THE beleaguered building industry breathed a sigh of relief at the news last week of an interest rate hold.
Despite an urgent need to address the lack of housing supply in Australia, the number of loans issued for the purchase and construction of a new home has fallen to their lowest level since 2008.
The number of detached building approvals has fallen to its second lowest month since 2013.
HIA’s Chief Economist, Tim Reardon said the lack of new work entering the pipeline threatens to worsen the housing affordability crisis.
“When the RBA first increased the cash rate there was a record volume of houses under construction, and a record volume of new houses approved, but not commenced,” he said.
“This large volume of work in the pipeline has obscured the adverse impact of rising rates on the wider economy.
“Compounding the rise in the cash rate, increased government regulatory costs, rising land prices and construction costs are further impeding an increase in the supply of new homes.”

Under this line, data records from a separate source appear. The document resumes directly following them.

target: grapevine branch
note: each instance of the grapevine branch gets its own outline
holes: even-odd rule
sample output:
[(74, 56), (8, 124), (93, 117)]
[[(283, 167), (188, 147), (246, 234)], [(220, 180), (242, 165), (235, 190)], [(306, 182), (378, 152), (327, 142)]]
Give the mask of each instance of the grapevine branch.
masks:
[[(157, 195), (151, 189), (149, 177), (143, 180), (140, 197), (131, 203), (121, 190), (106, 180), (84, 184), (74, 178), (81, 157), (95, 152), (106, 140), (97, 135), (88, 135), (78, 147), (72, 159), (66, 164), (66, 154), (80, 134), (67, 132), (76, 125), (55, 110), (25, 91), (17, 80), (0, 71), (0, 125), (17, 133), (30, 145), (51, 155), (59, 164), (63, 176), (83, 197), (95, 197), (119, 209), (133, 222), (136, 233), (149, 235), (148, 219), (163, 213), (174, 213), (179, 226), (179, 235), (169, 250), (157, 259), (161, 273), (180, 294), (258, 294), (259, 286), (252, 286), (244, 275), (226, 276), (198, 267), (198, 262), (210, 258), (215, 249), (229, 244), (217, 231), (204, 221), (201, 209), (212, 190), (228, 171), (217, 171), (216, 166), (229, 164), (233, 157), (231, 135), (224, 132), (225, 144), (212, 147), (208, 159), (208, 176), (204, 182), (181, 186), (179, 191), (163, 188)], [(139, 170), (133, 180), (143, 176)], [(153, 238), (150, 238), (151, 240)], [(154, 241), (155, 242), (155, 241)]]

The RBA has expressed some confidence that inflation will track lower over the next couple of years.
The central bank’s forecast is for CPI inflation to continue to decline, to be around 3.25 per cent by the end of 2024 and to be back within the 2–3 per cent target range in late 2025.
Others were also optimistic that the worst of the rate hikes may be in the rear view. Australian Chamber of Commerce and Industry chief Andrew McKellar said inflation was coming under control.
“The impact of the previous rate increases is clearly starting to come through, with household consumption and dwelling investment weakening,” he said.
Noel Whittaker from QUT Business School, said the Reserve Bank would have been looking for an excuse to put rates on hold given the amount of anecdotal evidence that the interest rate rises are having some effect on consumer spending.
“However, July has been a big month for price increases, but they are not reflected in last week’s CPI figures but they will be in play at next month’s board meeting, so my view is hold but increase next month.